Wegweiserin durch den Sumpf des Herzschmerzes

„Ich begann, mich mehr und mehr mit der deutschen Rap-Szene zu beschäftigen“, erzählt sie nun, „und ich dachte, vielleicht brauche ich jemanden, der gut darin ist, kranke Beats zu produzieren.“ So tat sie sich mit dem Produzenten Phong zusammen. Im ersten Lockdown des Frühjahrs 2020 skizzierten sie die Grundzüge von „So Wrong“. Wie gut ihre Stimme und die wabernden Beats ineinandergreifen, offenbart der titelgebende Song. Im elektronischen Nebel ist Czerny eine trostspendende Wegweiserin durch den Sumpf des Herzschmerzes.

In „All or Nothing“ erinnert ihr beeindruckender Stimmumfang an zeitgenössische Ausnahmesängerinnen wie Austra. Ein beseelteres Timbre dürfte man in der Berliner DIY-Szene vergeblich suchen. Ihr vielschichtiges Organ harmoniert auf dem Album gar mit düsteren Trapbeats wie in „Bury Me Alive“.

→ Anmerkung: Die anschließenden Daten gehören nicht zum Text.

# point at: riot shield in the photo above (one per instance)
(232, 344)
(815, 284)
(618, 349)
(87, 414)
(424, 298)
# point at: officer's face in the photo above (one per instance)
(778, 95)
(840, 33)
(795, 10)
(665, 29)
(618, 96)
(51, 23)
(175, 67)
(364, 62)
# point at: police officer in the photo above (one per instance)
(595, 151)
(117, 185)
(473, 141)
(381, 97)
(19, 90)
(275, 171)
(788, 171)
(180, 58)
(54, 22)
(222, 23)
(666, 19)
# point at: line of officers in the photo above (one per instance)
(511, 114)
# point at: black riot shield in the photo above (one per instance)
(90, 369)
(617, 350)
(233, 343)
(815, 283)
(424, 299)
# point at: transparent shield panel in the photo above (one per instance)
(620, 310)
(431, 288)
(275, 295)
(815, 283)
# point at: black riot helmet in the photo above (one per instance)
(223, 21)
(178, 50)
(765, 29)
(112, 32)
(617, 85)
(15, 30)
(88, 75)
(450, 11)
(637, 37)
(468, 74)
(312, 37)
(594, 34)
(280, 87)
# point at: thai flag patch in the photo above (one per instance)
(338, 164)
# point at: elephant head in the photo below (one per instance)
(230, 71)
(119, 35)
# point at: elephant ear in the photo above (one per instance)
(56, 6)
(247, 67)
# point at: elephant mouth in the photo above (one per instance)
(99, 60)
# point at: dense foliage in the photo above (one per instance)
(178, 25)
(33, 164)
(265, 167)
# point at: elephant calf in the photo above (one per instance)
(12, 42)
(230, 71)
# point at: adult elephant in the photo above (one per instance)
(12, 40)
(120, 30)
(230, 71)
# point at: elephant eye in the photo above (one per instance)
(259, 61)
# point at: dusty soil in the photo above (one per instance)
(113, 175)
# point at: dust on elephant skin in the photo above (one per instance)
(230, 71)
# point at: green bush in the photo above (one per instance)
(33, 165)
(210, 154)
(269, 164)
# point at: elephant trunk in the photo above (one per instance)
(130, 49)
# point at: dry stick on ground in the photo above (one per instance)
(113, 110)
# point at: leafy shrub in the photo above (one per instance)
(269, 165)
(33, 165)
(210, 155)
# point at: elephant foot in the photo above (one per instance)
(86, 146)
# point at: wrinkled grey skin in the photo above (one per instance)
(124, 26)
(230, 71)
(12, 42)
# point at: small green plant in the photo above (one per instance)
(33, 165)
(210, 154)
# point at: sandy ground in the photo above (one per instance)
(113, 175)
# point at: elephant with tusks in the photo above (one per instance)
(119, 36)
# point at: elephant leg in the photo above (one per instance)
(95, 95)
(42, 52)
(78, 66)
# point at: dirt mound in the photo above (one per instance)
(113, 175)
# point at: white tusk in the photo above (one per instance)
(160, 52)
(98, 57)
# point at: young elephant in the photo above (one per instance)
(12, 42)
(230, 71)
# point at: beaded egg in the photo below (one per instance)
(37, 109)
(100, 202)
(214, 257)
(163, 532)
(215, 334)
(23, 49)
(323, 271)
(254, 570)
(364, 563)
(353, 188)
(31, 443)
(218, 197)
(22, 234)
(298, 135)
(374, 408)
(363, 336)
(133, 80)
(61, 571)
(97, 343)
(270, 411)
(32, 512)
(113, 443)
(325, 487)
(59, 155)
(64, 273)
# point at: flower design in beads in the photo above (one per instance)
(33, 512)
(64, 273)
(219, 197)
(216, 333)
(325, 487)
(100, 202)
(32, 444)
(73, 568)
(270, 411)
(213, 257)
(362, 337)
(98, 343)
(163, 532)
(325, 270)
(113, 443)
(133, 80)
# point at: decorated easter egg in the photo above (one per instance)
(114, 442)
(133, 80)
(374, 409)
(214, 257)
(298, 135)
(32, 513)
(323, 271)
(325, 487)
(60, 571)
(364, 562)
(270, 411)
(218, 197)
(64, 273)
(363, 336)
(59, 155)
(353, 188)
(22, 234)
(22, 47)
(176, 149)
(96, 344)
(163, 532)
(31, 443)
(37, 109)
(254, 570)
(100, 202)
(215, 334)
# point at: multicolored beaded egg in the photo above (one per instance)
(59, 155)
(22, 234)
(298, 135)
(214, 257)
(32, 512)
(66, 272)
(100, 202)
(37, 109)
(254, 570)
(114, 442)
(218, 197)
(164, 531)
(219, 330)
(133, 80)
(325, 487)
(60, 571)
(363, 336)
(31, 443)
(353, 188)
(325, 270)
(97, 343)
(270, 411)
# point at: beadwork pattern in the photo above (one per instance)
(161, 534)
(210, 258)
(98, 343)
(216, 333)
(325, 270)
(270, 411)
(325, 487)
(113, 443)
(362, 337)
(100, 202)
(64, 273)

„So Wrong“ ist eine Verneigung vor den Soulstimmen der Sechziger und Siebziger, dem Synthie-Pop der Achtziger. Da sind viel Sympathie für R’n’B der Neunziger und keine Berührungsängste vor dem Mainstream des neuen Jahrtausends spürbar. Ein beglückender Spagat zwischen der großen Welt und dem dörflichen Neukölln, der entmutigenden Weltlage und der Geborgenheit des Kiezes. Da das Album derzeit nicht betourt werden kann, lud Magic Island am vergangenen Freitag zu einem Spaziergang. Mittels QR-Codes an Neuköllner Häuserwänden gab sie Einblicke in ihr Habitat. 16 Multimedia-Künstler:innen steuerten Kunstwerke bei, ließen sich dafür von Songs des Albums inspirieren.

Diese Ausnahmekünstlerin wieder im Bühnennebel stehen zu sehen - allein das sollte eine Belohnung für die langen Monate des isolierten Ausharrens sein. Und wenn wir noch einige Zeit an unseren persönlichen Robinsonaden schreiben müssen, dann doch wenigstens auf dem zauberhaften Atoll von Magic Island.